Edelblut nearly beat Sununu in the 2016 Republican primary for governor for those with short memories.

Sununu sent his children to private schools while he was governor and Edelblut homeschooled his children.

Public education during the eight years of the Sununu administration was not a priority although 90 percent of the state’s children attend public schools.

And it is not coincidence that after the Republican House resurrected House Bill 675 which would impose a statewide school budget cap, that Gov. Kelly Ayotte’s small DOGE team — led by two “successful businessmen” — issued its long awaited report and one category targeted schools following the legislature’s Free State agenda of greater transparency and efficiencies, seeking Medicaid and insurance reimbursements and reforming school audit requirements. 

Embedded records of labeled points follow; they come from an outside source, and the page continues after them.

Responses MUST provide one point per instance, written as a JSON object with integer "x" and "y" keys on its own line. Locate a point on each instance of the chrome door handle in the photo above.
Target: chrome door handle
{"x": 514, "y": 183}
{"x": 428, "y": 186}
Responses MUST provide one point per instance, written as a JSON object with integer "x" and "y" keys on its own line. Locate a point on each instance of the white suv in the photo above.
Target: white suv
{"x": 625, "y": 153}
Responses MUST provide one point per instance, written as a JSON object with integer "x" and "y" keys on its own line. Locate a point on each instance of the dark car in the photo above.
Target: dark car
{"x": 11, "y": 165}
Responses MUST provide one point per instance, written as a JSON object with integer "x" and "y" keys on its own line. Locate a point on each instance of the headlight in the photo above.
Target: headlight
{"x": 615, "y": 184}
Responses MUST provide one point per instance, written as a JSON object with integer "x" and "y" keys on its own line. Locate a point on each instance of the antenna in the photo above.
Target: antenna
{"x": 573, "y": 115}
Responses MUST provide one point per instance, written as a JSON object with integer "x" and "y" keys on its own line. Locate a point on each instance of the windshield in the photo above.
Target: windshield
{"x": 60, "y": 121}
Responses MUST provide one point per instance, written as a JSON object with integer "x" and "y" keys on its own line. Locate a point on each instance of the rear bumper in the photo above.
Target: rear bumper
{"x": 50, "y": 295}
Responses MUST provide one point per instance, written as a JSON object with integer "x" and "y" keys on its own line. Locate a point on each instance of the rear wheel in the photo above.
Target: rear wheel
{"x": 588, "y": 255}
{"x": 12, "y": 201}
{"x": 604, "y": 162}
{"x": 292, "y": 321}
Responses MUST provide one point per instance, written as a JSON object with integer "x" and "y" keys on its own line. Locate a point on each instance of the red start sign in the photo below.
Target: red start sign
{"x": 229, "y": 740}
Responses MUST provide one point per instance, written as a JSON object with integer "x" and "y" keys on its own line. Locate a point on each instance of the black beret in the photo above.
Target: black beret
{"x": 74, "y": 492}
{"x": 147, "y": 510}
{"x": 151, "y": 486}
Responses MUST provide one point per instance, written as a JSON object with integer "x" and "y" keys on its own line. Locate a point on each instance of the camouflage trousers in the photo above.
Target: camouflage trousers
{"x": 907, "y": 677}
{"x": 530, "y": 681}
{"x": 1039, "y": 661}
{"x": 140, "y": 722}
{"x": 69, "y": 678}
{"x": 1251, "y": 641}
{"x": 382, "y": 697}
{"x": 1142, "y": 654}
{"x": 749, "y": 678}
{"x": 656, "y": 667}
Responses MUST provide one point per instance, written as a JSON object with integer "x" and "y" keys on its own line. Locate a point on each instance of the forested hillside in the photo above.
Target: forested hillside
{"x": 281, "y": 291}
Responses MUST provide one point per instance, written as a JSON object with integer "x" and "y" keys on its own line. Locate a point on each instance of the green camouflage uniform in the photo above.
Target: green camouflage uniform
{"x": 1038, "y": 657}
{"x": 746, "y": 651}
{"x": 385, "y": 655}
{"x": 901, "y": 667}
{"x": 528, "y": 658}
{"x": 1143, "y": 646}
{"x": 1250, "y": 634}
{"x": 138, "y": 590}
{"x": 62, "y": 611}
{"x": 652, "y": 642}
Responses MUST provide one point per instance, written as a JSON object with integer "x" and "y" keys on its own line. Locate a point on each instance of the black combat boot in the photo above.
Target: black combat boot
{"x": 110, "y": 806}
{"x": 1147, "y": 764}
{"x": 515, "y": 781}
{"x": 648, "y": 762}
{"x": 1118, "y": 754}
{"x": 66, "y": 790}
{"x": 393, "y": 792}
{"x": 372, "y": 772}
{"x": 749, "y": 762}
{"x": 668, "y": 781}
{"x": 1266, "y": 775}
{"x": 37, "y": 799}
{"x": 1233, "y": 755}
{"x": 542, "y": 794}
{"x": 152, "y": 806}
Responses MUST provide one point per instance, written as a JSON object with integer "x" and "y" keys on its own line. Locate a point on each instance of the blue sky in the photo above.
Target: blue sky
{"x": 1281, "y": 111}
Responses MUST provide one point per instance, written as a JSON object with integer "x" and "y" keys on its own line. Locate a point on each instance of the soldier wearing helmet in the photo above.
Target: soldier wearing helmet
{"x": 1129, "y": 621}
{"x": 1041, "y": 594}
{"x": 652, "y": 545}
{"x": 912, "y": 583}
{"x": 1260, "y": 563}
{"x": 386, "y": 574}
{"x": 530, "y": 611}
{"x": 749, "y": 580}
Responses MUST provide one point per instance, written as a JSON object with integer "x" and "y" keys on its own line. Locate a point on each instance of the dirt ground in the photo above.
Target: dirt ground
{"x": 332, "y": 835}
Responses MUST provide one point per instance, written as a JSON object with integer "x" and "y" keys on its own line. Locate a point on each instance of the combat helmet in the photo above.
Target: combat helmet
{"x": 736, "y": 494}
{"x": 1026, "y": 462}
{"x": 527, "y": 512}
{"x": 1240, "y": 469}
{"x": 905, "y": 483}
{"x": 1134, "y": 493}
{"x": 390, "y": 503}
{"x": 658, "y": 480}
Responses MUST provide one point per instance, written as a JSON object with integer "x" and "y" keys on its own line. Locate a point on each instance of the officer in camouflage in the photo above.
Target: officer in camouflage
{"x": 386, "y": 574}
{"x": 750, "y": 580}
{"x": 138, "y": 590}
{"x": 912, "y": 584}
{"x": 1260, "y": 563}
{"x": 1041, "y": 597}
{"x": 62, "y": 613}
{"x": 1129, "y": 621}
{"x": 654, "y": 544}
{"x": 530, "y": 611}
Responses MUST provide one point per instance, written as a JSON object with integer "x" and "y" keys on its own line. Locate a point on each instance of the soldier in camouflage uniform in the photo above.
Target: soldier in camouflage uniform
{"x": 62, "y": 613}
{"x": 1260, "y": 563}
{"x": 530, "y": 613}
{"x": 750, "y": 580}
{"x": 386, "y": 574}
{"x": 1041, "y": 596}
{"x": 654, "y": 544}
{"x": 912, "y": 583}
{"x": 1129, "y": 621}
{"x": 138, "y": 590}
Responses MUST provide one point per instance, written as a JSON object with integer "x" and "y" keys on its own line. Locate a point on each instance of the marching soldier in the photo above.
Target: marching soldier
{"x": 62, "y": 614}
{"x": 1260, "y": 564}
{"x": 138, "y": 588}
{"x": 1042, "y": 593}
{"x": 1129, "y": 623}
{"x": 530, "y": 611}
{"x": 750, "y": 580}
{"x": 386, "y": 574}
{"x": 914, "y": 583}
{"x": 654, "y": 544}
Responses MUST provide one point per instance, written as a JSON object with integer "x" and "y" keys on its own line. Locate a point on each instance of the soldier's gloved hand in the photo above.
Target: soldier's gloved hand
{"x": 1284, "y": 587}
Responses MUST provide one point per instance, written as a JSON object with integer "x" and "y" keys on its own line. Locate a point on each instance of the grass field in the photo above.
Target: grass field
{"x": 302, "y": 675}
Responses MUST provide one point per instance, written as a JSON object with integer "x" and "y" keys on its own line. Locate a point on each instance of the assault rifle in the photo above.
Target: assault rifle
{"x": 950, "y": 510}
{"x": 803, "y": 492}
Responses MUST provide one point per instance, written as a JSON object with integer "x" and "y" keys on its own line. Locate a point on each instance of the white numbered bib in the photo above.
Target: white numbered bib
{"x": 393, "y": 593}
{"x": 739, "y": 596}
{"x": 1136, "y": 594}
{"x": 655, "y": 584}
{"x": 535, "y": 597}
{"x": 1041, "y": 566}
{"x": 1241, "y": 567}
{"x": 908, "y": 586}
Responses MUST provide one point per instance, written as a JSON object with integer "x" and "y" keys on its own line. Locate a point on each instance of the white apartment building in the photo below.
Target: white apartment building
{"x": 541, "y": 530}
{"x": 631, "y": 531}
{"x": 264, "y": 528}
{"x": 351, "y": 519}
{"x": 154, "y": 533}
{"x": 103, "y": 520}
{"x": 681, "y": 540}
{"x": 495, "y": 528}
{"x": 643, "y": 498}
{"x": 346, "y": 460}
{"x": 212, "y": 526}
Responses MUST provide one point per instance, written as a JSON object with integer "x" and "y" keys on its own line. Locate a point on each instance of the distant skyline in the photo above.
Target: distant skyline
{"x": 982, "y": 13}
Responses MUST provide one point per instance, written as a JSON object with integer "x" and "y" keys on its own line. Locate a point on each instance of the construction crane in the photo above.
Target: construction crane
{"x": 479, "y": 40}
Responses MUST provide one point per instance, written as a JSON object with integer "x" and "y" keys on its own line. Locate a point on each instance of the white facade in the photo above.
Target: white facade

HB 675 failed to find enough support last session because it violates the once sacred “local control ideal” often touted for local government.

House Majority Leader Jason Osborne, R-Auburn, issued a press release linking the report and the bill.

“HB 675 applies the findings of the report where they matter most. When dollars are committed and taxpayers are on the hook, HB 675 puts power back into the hands of the voter by requiring a higher threshold of consent,” he said.

Yes a higher threshold which means the will of the majority is nullified by a minority.

State lawmakers fail to acknowledge they provide the least state aid to public education of any state in the country. Instead local property taxpayers pay 70 percent of public education costs and should be able to set their school budget and various other realms usurped by state lawmakers without a “higher threshold of consent.”

The battlefield in the war on public education shifts over time. It began with religious and political ideology; moved into gender and sexual identification; parental rights, including who decides whether school materials and books are appropriate; school choice such as open enrollment, which will exacerbate the already great divide between property poor and wealthy school districts; and is now positioned to impact the most vulnerable of public school children, those with disabilities.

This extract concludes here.